According to one creationist,

the ecosystems needed to support life (as we now see them in this post-Fall world) are incredibly complex and finely balanced. It is not only unreasonable to believe that they could arise by chance, but also totally unreasonable to think that they could survive for millions of years. The longer the time period, the greater the chance of something going amiss, such as: an unstoppable disease spreading; a killer meteor hitting the Earth; massive climate changes; bad mutations accumulating; major imbalances in food supply or nutrient ratios. The possibilities are almost endless about what could go wrong, given the high degree of interdependence of the systems in the living world. (Truman 2001:53)

The short response

  1. No evolutionist claims that any ecosystem formed randomly all at once.
  2. The natural appearance of new ecosystems has been observed on islands created or sterilized by volcanic activity.
  3. Individual ecosystems can indeed be fragile, but when one fails it creates a niche for a new ecosystem to take its place.

The longer response

I. Can ecosystems arise naturally?

The claim that ecosystems are too complex to have arisen “by chance” is bizarre. If the claim is that an ecosystem containing many interdependent species could not have formed randomly all at once, that may be true, but no evolutionist has ever claimed the contrary. If the claim is that an ecosystem cannot come into existence gradually and naturally, through the introduction and coevolution of new species, then creationists must provide good reason to believe this—mere bluster about how “unreasonable” scientists supposedly are, is insufficient. The burden of proof is firmly upon the creationists, especially since islands that were sterilized (such as Krakatau Island and Long Island, Papua New Guinea) or even newly created (such as Anak Krakatau and Motmot) by volcanic activity during human history, have subsequently come to contain new ecosystems. To my knowledge, no sailor has ever photographed the seraphim and cherubim shuttling plants and animals down from Heaven to such islands, though I will confess I have not asked very many.

II. Are ecosystems too fragile to persist naturally?

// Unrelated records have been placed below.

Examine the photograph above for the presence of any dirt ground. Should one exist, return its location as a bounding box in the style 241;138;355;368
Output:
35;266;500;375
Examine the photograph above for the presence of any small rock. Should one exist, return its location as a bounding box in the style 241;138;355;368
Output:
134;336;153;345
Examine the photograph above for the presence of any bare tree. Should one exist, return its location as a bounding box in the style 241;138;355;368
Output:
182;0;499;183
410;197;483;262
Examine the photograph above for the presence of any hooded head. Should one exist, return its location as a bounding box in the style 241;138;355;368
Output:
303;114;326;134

While it surely is true that ecosystems containing many specialized and interdependent species are fragile, it is difficult to see what problem this is supposed to pose for evolutionary biology. The destruction, in part or whole, of an ecosystem creates opportunities for evolution by opening new niches for organisms. In fact, catastrophic events leading to massive extinction have precipitated some of the most significant evolutionary transitions in the history of life. One example is when cyanobacteria first saturated the atmosphere with oxygen (not necessarily directly—see Benton 2008:39-40): in doing so, they succeeded in poisoning themselves on a worldwide scale, but also created a huge new niche that was exploited by cousins fortunate enough to evolve the ability to utilize oxygen. Another example is the extinction of the dinosaurs at the end of the Cretaceous Period, possibly due to an asteroid impact on the Yucatan Peninsula, which in turn paved the way for the complete takeover of the mammals. We humans owe our existence to events like these, not to the benevolent hand of a deity maintaining a fictitious harmony of nature. Far from revealing something wrong with the scientific history of life, the fragility of complex ecosystems is itself one of the engines of evolution: the rise, transformation, and fall of individual ecosystems does not by any means translate into the fragility of the biosphere as a whole.

References

Benton MJ. 2008. The History of Life: A Very Short Introduction. New York: Oxford University Press.

Truman R. 2001. The fish in the bathtub. Creation 24(1):52-53.